I hope people concentrate more on sustainability — I’m a huge seafood guy, and they’re talking about cutting the 70 percent of the quotas on quota-ed seafood. Scallops were the first to suffer, and I won’t put them on my menu anymore. I think the focus should be toward vegetables. I do sustainable dinners on Monday to focus on things we should be eating– sardines, herring. I’m for the cutback — I won’t put tuna on my menu. I won’t put cod on my menu and I’m fucking Portuguese. Cod is basically on the endangered species list. I can’t believe the state of cod right now. There are a lot of alternatives: pollack, hake. I don’t know why people continue to do these things. The focus needs to be on vegetables, rabbit, horse — why we don’t eat horse in America is weird. We live a little too large here. Sixty percent of the world are vegetarians. We have to be smarter.

What do you think about the role of the media?
It can be dangerous. I don’t think some of the reviewers understand the power that they have. If you get a bad review from the Times or Adam Platt, that can be a death sentence.

What are your goals?
Live long enough to watch everything succeed? Hopefully in the end I can take some vacations. We don’t all want to be on the line for the rest of our lives. I think most chefs’ dreams are to open a successful restaurant and then put people on the line to run things for you. But if I had that third restaurant where I was cooking for people, a big part of me would be fulfilled.

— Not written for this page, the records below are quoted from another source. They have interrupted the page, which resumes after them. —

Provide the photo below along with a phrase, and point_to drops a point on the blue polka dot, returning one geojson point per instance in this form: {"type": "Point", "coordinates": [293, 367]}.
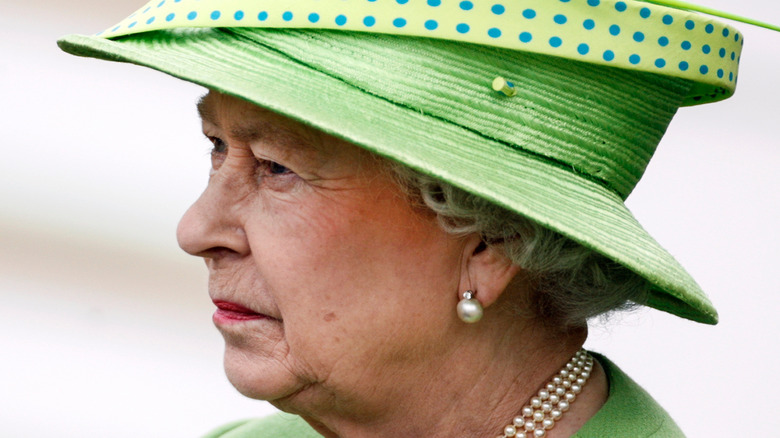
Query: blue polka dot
{"type": "Point", "coordinates": [589, 24]}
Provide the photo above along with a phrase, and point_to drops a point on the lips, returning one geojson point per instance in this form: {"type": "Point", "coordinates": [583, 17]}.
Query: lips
{"type": "Point", "coordinates": [229, 312]}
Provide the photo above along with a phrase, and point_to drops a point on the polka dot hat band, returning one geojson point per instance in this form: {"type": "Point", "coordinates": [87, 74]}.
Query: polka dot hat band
{"type": "Point", "coordinates": [627, 34]}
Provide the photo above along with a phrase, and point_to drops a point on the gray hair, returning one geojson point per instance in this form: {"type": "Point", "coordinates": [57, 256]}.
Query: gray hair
{"type": "Point", "coordinates": [569, 283]}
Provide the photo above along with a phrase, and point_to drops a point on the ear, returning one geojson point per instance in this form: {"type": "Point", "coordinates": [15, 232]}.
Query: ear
{"type": "Point", "coordinates": [486, 270]}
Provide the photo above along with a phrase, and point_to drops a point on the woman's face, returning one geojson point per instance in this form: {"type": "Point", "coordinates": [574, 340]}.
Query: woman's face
{"type": "Point", "coordinates": [332, 288]}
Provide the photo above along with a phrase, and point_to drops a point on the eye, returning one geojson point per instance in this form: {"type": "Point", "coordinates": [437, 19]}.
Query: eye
{"type": "Point", "coordinates": [277, 169]}
{"type": "Point", "coordinates": [218, 152]}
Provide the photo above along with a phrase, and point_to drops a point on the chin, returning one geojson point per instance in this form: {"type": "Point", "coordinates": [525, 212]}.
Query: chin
{"type": "Point", "coordinates": [259, 377]}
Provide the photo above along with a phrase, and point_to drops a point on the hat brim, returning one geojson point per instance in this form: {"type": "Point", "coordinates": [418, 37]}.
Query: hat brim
{"type": "Point", "coordinates": [539, 189]}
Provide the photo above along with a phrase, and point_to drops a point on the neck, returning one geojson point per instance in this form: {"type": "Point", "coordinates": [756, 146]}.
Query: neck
{"type": "Point", "coordinates": [489, 374]}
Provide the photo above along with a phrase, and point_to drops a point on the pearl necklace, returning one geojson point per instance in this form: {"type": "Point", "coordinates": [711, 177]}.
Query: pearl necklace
{"type": "Point", "coordinates": [549, 404]}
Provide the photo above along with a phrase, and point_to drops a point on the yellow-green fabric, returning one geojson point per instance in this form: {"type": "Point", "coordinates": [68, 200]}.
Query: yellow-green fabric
{"type": "Point", "coordinates": [629, 412]}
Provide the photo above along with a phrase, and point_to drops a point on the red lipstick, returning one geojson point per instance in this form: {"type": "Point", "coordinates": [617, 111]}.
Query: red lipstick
{"type": "Point", "coordinates": [228, 313]}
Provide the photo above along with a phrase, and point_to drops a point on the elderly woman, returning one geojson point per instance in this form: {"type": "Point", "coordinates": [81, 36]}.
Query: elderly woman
{"type": "Point", "coordinates": [415, 206]}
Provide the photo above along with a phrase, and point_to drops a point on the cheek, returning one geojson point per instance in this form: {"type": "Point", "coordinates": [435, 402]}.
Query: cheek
{"type": "Point", "coordinates": [357, 271]}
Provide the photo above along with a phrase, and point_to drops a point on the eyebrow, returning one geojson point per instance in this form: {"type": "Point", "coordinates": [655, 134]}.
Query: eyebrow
{"type": "Point", "coordinates": [260, 130]}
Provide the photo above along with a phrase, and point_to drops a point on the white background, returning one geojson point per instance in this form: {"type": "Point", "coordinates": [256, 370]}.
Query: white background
{"type": "Point", "coordinates": [105, 326]}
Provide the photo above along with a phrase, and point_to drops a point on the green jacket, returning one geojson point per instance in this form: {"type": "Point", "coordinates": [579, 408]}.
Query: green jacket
{"type": "Point", "coordinates": [629, 412]}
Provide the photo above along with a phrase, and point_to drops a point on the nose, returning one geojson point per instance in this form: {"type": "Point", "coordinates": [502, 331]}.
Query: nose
{"type": "Point", "coordinates": [212, 226]}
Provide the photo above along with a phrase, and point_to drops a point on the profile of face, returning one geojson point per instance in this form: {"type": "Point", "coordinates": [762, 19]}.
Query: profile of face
{"type": "Point", "coordinates": [330, 286]}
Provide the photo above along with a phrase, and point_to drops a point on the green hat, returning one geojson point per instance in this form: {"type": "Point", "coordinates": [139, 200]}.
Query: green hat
{"type": "Point", "coordinates": [549, 108]}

Best place for a coffee or tea:
I don’t drink coffee, but I’ll give you Jack’s. The guys all go to Jack’s.

Best place for a drink or a beer:
For an old school beer place, we always go to Blind Tiger. The Dead Rabbit has great cocktails; Death and Company has great cocktails. Those places are high on the list.

Best Portuguese restaurant in the city:
There’s no real Portuguese restaurant in New York City. That said, I’d give a shout to Aldea with George Mendes — he’s an unbelievably talented chef. He’s like me: His name’s Portuguese, and he takes his roots seriously. And then City Sandwich — that’s a great sandwich shop. The owner’s not Portuguese, but he lived in Lisbon, and he owned a restaurant in Lisbon. He has this cool, Portuguese-Italian thing going — those are two countries that don’t get along. His bread is based on a Portuguese bread. It’s really good.

Best special occasion restaurant:
Per Se. I still think they do service better than everyone else. Whether you love that refined food, that’s neither here nor there. Le Bernardin is a close second. Bouley is good, too, but it’s a little more casual.

Quintessential New York restaurant:
One is closing soon: Pastis. One that’s feels like it’s in danger of closing: Stage. I love that place. Great pierogies, great borscht. Fat guy behind the counter — I don’t even know how he fits back there. But the building just got a new owner about a year ago. No word that they’re going to kick them out, but that would be a sad loss.

Best restaurant for when you have no occasion:
Uncle Boons has been really great, and I think it’s casual enough to just walk in and have a great meal without worrying about things. They’re friends, and they’re great people. And I’ve had two really great meals there.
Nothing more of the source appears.